I'm attempting to set up a mult-label (not just multi-class!) text classification experiment. To give you an idea: I have a data set of text documents, and each document can belong to one or more classes. Think blog posts with multiple topic tags. I would like to train and evaluate a machine learner on this data set.
My documents are stored in directories named after all applicable labels, much like below:
sports_events
> article1.txt
> article2.txt
politics_events
> article3.txt
politics
> article4.txt
...
So far, I've managed to turn my input documents into word vectors using "Process Documents from Files" and a combination of tokenization, stemming and filtering. But I have several questions:
1. How do I make sure Rapidminer understands the labels I input in the "text directories" list (in the "Process Documents from Files" block) are multiple labels, and not just one big agglutinated label? The "sports, events" label should become "sports" AND "events". Just using commas in the class name apparently doesn't work.
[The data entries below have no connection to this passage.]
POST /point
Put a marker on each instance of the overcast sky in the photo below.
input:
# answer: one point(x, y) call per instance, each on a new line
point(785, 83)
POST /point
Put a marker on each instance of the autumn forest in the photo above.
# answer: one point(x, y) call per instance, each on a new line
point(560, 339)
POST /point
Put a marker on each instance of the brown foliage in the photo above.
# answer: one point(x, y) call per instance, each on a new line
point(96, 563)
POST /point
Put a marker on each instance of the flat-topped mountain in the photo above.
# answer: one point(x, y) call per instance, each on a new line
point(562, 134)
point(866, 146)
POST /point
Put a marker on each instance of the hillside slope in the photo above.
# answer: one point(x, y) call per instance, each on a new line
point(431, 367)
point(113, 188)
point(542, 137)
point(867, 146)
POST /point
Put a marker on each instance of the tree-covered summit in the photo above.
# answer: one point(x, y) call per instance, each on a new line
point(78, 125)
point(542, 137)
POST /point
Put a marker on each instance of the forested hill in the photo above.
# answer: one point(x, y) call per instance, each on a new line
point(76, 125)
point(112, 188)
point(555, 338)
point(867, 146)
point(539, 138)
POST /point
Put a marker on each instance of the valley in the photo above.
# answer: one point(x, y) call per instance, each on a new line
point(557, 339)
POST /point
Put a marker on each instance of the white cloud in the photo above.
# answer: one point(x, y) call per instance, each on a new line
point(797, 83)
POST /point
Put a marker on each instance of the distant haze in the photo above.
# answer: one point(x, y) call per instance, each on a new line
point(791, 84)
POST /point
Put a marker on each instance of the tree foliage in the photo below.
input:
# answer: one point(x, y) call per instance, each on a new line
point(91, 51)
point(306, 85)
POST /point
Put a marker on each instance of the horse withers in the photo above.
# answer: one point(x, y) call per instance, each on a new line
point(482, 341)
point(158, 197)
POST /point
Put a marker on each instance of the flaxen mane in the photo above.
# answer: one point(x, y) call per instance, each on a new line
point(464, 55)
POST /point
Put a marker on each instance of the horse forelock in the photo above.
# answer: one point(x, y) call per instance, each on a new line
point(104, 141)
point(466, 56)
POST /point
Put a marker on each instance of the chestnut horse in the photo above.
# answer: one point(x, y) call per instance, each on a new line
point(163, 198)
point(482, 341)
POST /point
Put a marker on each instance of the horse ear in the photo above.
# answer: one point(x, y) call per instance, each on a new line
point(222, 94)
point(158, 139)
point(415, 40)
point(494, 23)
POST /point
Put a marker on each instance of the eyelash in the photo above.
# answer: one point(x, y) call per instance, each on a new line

Disregarding this problem for a while, I also tried exporting the generated feature vectors into a sparse format I can feed to libSVM externally. Which brings me to question 2:
2. Using the "Write Special" block, I'm using the following format to attempt to write sparse vectors:
$l $s[ ][:]
However, the label in the output is the nominal label, not the integer mapping that libSVM would require. How do I write the integer instead of the nominal label?
And finally:
3. I would like to write the wordlist resulting from all the tokenization, stemming and filtering etc. to a file. This file should include at least the feature index and the matching realization. So for instance:
1: germany
2: bankers
3: a
...
Even more ideal would be to write kind of extended sparse feature vectors, where each index:value pair is preceded by its realization in the text:
politics,events germany 1:0.0012 a 3: 0.0310 ...
politics germany bankers 2: 0.0008 a 3: 0.0020 ...
Is it possible to do this? If so, how? The only way I've been able to store the wordlist is with the "Write" block, which produces an unwieldy XML file...
Any help from more experienced RapidMiners would be greatly appreciated!